The U.S. Department of Defense plans to open up 16 million acres of its land for renewable energy development, which it hopes will create a boom of solar, wind and geothermal projects and provide clean power to military bases.
Defense Secretary Leon Panetta and the Interior Secretary Ken Salazar signed a memorandum of understanding to work together on promoting renewable energy generation projects on public land that has historically been restricted for military uses. About 13 million of those 16 million acres are located in western U.S., where a lot of solar, wind and geothermal power development already has been taking place on private and other types of public land.
The administration has been making a strong push for renewable energy development by funding both technology research and power generation projects. The administration wants to accomplish two goals by supporting renewable energy: creating jobs and finding alternative, cleaner and more abundant power sources domestically.
Last month, Salazar unveiled a roadmap for speeding up solar power project development on 285,000 acres of public land in six western states.
The government support for renewable energy has indeed propelled the development of advanced materials and equipment and the construction of some of the largest solar power plants in the country.

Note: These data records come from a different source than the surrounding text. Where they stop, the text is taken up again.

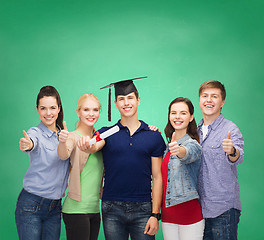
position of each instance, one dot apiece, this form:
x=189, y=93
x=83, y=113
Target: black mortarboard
x=122, y=87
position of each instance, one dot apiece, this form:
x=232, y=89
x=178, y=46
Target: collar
x=46, y=130
x=142, y=126
x=214, y=124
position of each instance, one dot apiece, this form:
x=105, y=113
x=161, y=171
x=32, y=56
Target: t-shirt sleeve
x=71, y=143
x=159, y=146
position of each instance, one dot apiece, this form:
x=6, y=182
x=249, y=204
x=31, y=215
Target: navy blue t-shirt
x=127, y=163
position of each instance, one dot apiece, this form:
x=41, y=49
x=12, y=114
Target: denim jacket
x=183, y=173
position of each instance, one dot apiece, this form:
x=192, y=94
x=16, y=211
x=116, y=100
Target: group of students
x=190, y=184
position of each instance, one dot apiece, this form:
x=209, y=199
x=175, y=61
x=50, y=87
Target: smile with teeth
x=209, y=106
x=48, y=118
x=127, y=108
x=90, y=119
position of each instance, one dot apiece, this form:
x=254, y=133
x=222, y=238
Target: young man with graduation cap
x=132, y=159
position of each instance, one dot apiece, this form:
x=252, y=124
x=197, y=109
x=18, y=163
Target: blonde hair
x=82, y=99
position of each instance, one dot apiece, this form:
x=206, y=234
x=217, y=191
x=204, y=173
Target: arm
x=152, y=225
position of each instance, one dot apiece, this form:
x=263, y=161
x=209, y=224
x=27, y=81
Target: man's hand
x=152, y=226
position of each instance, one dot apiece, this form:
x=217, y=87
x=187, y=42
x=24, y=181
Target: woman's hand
x=25, y=143
x=63, y=136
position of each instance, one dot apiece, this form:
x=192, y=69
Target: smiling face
x=211, y=103
x=89, y=112
x=127, y=105
x=180, y=117
x=48, y=111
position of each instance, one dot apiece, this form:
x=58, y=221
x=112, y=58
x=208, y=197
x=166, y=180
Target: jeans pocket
x=146, y=207
x=27, y=207
x=106, y=206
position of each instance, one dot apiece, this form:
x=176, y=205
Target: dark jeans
x=37, y=218
x=82, y=226
x=121, y=219
x=223, y=227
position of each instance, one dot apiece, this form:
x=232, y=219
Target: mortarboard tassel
x=109, y=105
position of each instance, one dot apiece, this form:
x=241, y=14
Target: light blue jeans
x=121, y=219
x=37, y=218
x=223, y=227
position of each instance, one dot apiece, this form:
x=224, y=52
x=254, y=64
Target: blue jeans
x=37, y=218
x=121, y=219
x=223, y=227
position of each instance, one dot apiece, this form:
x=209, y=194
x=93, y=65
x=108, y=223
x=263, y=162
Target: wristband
x=234, y=153
x=156, y=215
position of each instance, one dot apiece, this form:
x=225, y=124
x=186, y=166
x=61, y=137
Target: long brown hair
x=49, y=91
x=192, y=127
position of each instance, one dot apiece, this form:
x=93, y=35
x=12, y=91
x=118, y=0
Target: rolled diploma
x=105, y=134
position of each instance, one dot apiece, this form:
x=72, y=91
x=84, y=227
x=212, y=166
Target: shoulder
x=229, y=125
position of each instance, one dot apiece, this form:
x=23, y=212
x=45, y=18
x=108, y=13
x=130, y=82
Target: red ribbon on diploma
x=98, y=136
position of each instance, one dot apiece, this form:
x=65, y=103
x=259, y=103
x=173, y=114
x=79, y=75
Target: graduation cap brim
x=123, y=87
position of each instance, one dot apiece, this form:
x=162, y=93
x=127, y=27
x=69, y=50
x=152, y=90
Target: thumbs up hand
x=25, y=143
x=63, y=136
x=174, y=146
x=228, y=144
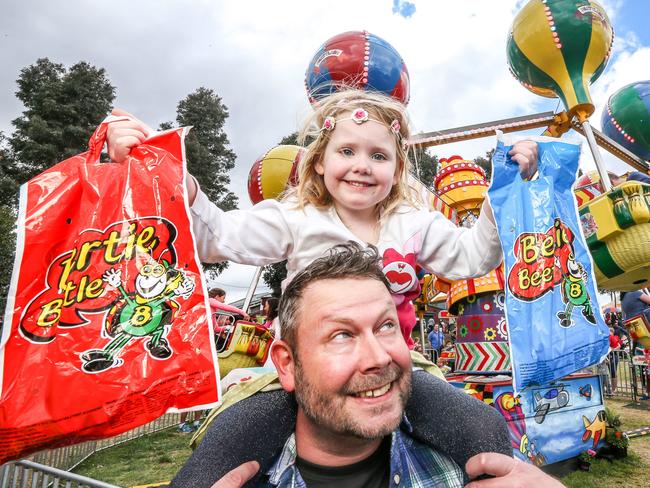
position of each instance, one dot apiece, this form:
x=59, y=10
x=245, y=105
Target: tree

The Monday announcement by the Defense and Interior departments involved not only land set aside for the military but also offshore locations near military installations. The goal is to promote onshore and offshore energy projects, such as erecting wind turbines in the sea.
The military has been vocal about its support of renewable energy, from electricity to transportation fuels, that it says will help it become more self-sufficient and reduce its vulnerabilities in the battle fields.
“Renewable energy will allow a military base to maintain critical operations for weeks or months if an electric power grid goes down,” she said.
The military wants to attract developers and private investments for building solar, wind and other renewable electricity power projects on its land. It plans to lease the land to developers and buy some or all of the power from each project for its own use, and any unused power will be sold local utilities, Robyn said. Each of the military services plans on getting 1 gigawatt of renewable energy installed near its bases by 2025.